Amostragem de PK esparsa: todos os participantes que não participarem de uma visita de amostragem de PK intensiva no mesmo dia terão amostragem de PK escassa e cronometrada coletada em cada visita para caracterizar o plasma de vale (BIC, DTG e DRV) e ART intracelular (TFV-DP , FTC-TP, 3TC-TP) para avaliar a relação da exposição ART PK em uma faixa de doses de 17-β estradiol. Satisfação e aceitabilidade da ESF QUEBRADELINHA:

Para medir a aceitabilidade, os participantes serão solicitados a relatar o grau em que consideram a intervenção apropriada e útil usando escalas de concordância do tipo Likert em três momentos do estudo: entrada, 24 semanas e 48 semanas . Para medir a satisfação, será usada a Escala de Congruência Transgênero (TCS) de 12 perguntas, que avaliará associações entre tratamentos de afirmação de gênero, congruência de gênero percebida e satisfação em três momentos do estudo: entrada, 24 semanas e 48 semanas. Além disso, breves entrevistas semiestruturadas de 20 minutos serão conduzidas com 30 participantes amostrados propositalmente em locais de língua inglesa ou espanhola para fornecer uma oportunidade para feedback mais aprofundado (aberto) sobre a satisfação e aceitabilidade da intervenção em três momentos: entrada, 24 semanas e 48 semanas.

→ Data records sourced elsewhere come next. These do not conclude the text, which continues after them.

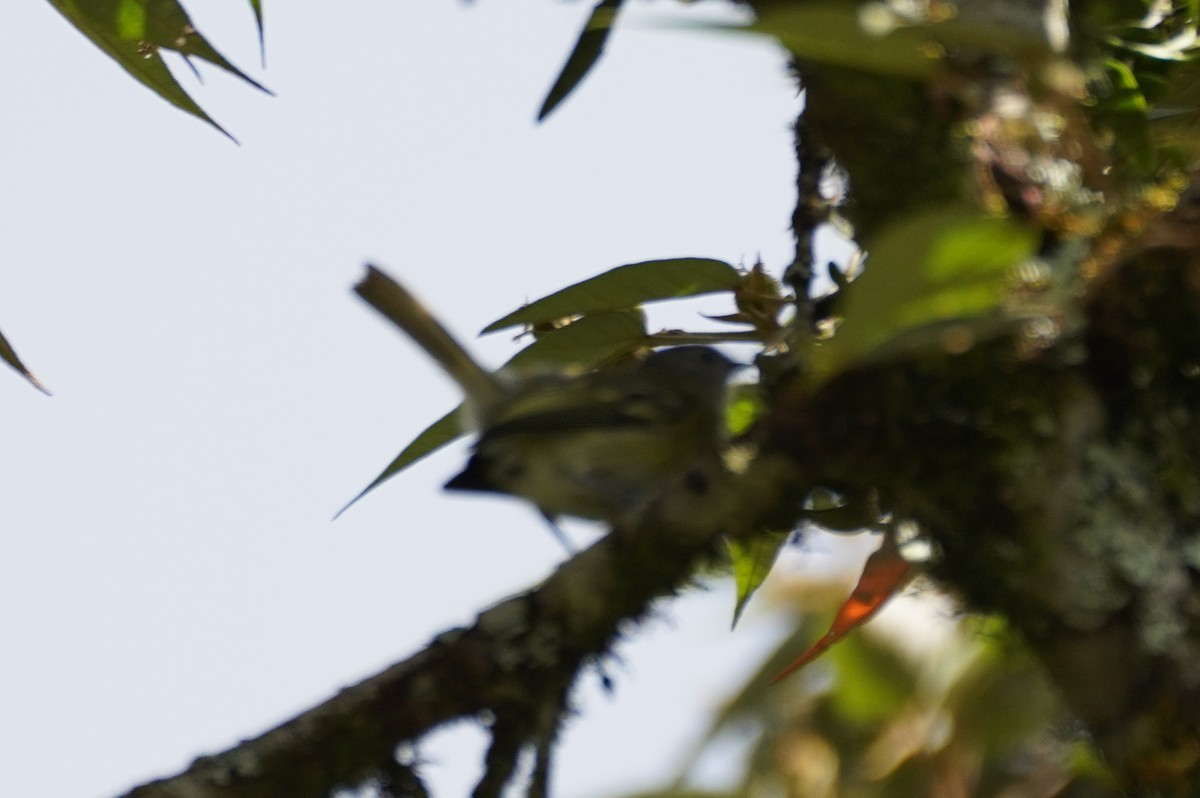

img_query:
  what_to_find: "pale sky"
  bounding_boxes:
[0,4,872,796]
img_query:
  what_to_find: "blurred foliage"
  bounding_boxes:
[248,0,263,58]
[1087,0,1200,178]
[738,3,946,79]
[801,205,1042,385]
[618,571,1116,798]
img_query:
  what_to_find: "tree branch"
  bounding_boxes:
[115,458,767,798]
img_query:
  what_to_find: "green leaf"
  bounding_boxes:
[727,530,790,629]
[741,3,941,79]
[505,308,648,369]
[810,204,1039,381]
[1103,58,1149,113]
[826,630,920,723]
[0,326,50,394]
[339,309,647,516]
[538,0,624,121]
[701,3,1055,80]
[482,258,740,334]
[335,407,464,519]
[725,382,766,437]
[46,0,268,138]
[947,629,1058,751]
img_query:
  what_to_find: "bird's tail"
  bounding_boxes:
[354,265,502,407]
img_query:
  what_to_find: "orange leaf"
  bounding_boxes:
[772,539,914,683]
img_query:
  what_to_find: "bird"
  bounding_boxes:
[444,344,738,522]
[354,265,738,538]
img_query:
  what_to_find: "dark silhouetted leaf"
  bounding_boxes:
[0,326,49,394]
[482,258,739,334]
[248,0,264,61]
[538,0,624,121]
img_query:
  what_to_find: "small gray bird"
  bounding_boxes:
[445,345,738,522]
[354,266,738,534]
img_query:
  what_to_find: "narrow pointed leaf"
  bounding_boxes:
[772,539,913,682]
[728,530,790,629]
[171,26,270,93]
[46,0,267,137]
[48,0,227,135]
[248,0,264,61]
[118,0,269,91]
[0,326,50,394]
[127,0,266,90]
[335,407,464,518]
[482,258,739,334]
[538,0,624,121]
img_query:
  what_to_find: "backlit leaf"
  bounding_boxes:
[772,538,913,682]
[728,530,791,629]
[725,382,766,437]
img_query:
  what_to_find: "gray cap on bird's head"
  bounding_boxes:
[634,345,740,402]
[638,345,739,378]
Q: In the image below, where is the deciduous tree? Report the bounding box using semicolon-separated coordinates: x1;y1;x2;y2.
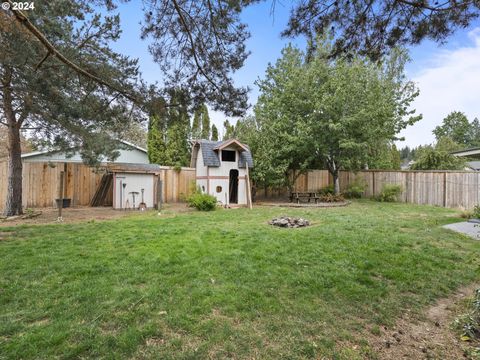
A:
255;41;420;193
433;111;472;146
411;137;465;170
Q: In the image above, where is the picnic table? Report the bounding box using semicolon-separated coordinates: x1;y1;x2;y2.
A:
289;191;320;204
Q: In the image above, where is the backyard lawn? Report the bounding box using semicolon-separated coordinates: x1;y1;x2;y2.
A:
1;201;479;359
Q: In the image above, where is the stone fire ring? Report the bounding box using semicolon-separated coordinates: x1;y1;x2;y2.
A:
269;216;310;228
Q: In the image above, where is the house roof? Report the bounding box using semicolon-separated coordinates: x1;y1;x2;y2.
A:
21;139;147;159
451;147;480;158
467;161;480;171
194;139;253;168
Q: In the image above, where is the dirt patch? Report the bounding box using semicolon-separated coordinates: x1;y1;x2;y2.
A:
368;283;480;359
0;203;192;228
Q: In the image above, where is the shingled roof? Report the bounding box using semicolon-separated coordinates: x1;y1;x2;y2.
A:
196;139;253;168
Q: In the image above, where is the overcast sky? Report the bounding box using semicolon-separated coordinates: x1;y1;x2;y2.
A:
112;1;480;148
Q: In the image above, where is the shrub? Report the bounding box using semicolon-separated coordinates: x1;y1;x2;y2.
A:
187;192;217;211
318;185;335;195
376;184;403;202
454;288;480;343
473;205;480;219
344;178;366;199
460;210;474;219
319;193;345;203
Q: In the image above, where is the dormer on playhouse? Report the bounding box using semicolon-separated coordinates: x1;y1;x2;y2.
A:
190;139;254;205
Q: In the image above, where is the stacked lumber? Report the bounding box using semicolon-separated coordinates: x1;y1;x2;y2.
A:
90;174;113;206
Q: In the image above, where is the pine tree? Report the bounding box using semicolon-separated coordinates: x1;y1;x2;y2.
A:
201;105;210;139
0;2;142;216
211;125;219;141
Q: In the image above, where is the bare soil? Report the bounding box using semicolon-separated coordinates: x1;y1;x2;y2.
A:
369;283;480;359
0;203;192;227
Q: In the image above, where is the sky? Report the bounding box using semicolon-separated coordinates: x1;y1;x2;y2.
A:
111;1;480;148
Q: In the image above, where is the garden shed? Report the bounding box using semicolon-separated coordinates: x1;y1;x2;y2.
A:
190;139;254;206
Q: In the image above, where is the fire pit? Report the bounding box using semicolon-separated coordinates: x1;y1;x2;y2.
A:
269;216;310;228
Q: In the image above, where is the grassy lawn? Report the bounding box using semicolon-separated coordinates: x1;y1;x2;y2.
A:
1;201;479;359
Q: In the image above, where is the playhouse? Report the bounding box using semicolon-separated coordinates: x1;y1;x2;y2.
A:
190;139;254;205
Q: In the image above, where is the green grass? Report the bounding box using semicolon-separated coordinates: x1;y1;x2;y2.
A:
1;200;479;359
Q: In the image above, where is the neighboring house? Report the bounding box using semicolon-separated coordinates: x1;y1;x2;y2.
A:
466;161;480;171
451;147;480;158
190;139;253;205
21;140;149;164
400;159;415;170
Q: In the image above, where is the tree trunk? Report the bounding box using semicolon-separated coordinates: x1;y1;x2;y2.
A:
326;157;341;195
332;171;340;195
2;67;24;216
4;123;23;216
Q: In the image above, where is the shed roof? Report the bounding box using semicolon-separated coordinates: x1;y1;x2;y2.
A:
194;139;253;168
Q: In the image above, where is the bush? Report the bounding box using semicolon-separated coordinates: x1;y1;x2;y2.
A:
376;184;403;202
187;192;217;211
319;193;345;203
318;185;335;195
473;205;480;219
454;288;480;343
344;179;366;199
460;210;474;219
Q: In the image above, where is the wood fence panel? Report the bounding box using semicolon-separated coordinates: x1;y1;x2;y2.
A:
306;170;330;191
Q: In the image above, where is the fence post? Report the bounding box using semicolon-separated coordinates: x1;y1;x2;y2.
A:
372;171;376;196
443;172;447;208
57;171;64;221
156;178;163;210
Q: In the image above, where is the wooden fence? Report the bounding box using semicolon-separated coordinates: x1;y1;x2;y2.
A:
2;161;479;210
259;169;480;209
0;161;196;211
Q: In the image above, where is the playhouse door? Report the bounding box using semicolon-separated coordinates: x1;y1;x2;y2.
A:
229;169;239;204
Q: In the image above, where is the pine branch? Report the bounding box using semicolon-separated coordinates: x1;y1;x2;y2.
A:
6;0;140;104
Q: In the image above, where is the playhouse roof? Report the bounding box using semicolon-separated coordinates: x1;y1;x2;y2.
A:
194;139;253;168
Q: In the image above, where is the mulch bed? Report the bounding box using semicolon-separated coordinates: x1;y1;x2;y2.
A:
256;201;351;208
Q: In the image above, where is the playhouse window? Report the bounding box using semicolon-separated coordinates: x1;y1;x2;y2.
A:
221;150;236;162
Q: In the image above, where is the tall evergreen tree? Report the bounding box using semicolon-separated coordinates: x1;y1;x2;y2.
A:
201;105;210;139
211;124;219;141
191;108;202;140
147;97;168;164
223;120;235;140
163;90;191;167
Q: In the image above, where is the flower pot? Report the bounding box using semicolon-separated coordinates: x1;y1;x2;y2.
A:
55;198;71;208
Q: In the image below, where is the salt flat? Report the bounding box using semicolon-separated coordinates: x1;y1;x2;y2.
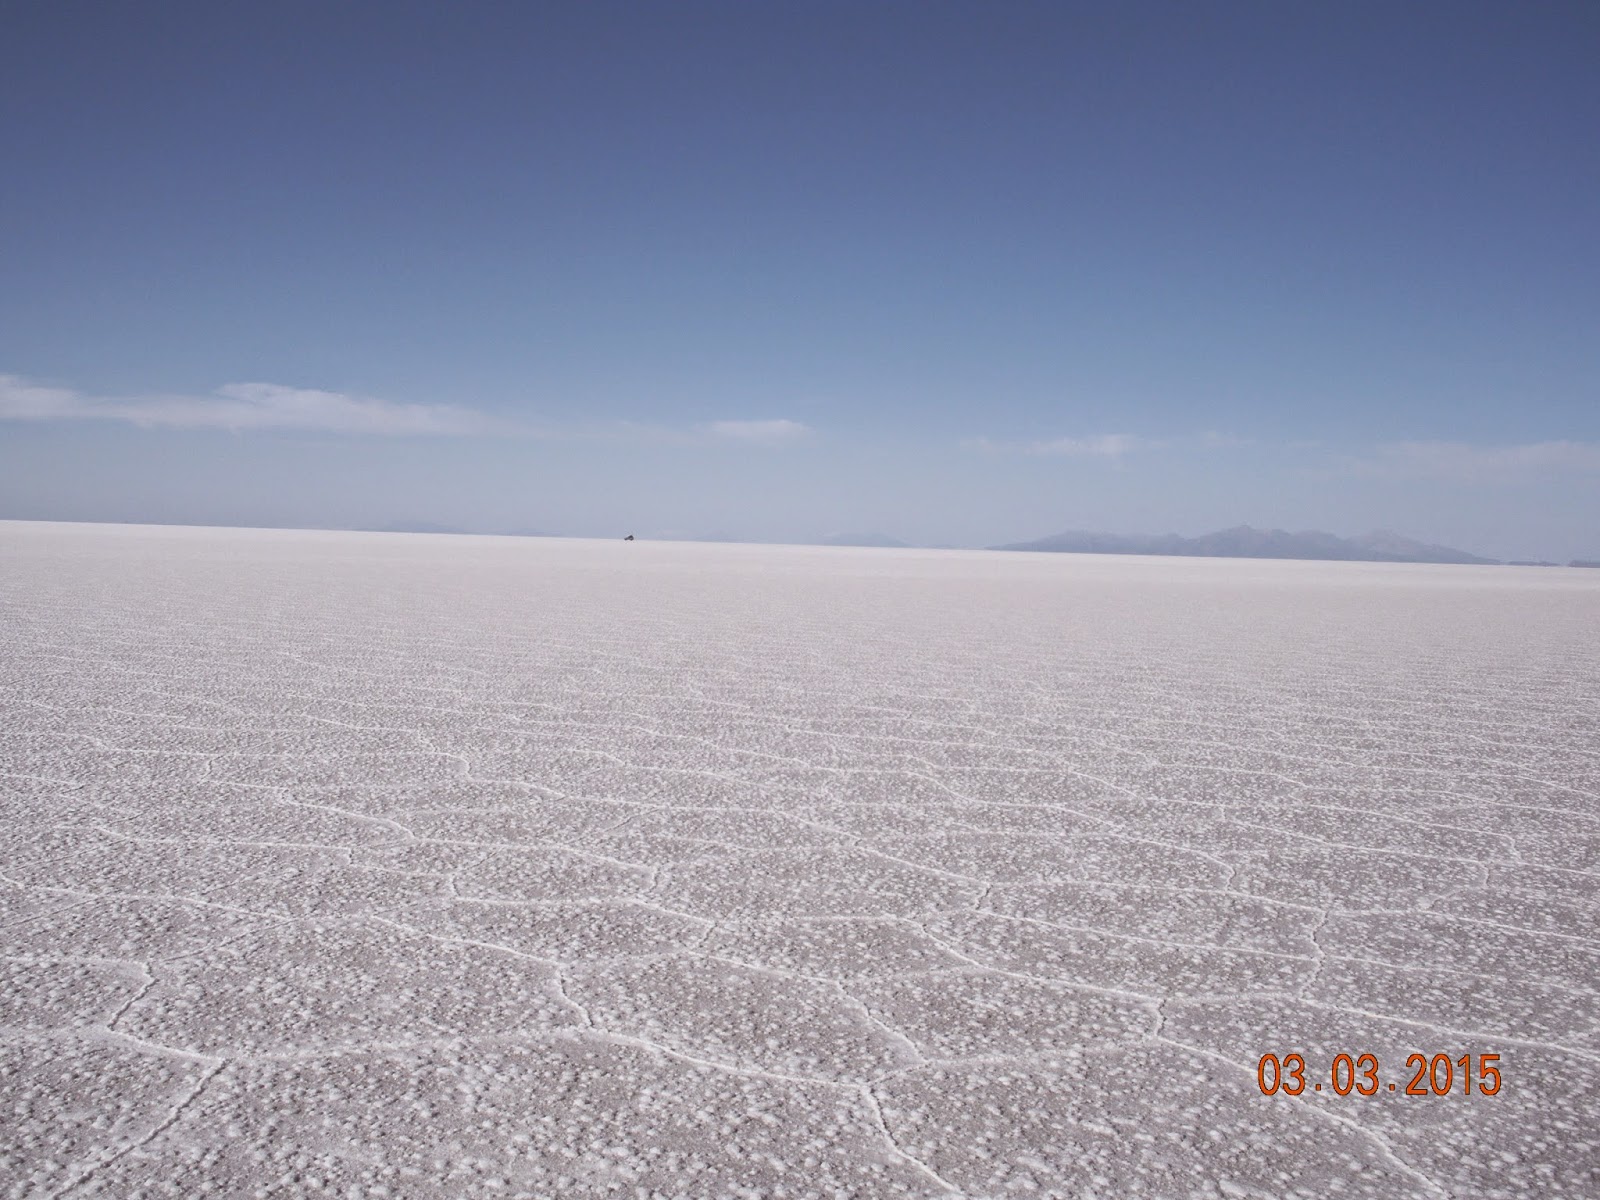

Outras avaliações ao longo do estudo incluem: medidas antropométricas (incluindo peso, altura, circunferência mínima da cintura e circunferência máxima do quadril), laboratórios de química e hematologia de rotina, RNA do HIV-1, contagens e porcentagens de células T CD4+ e CD8+, lipídios, glicose e insulina, concentrações de hormônio não estradiol, PBMC armazenados, plasma e soro e avaliações de adesão à TARV e FHT.

Critérios de inclusão:

1. Idade maior ou igual a 18 anos.

2. Documentação do status de HIV-1.

3. Atribuído sexo masculino ao nascer e identificado como TT, mulher ou pessoa transfeminina.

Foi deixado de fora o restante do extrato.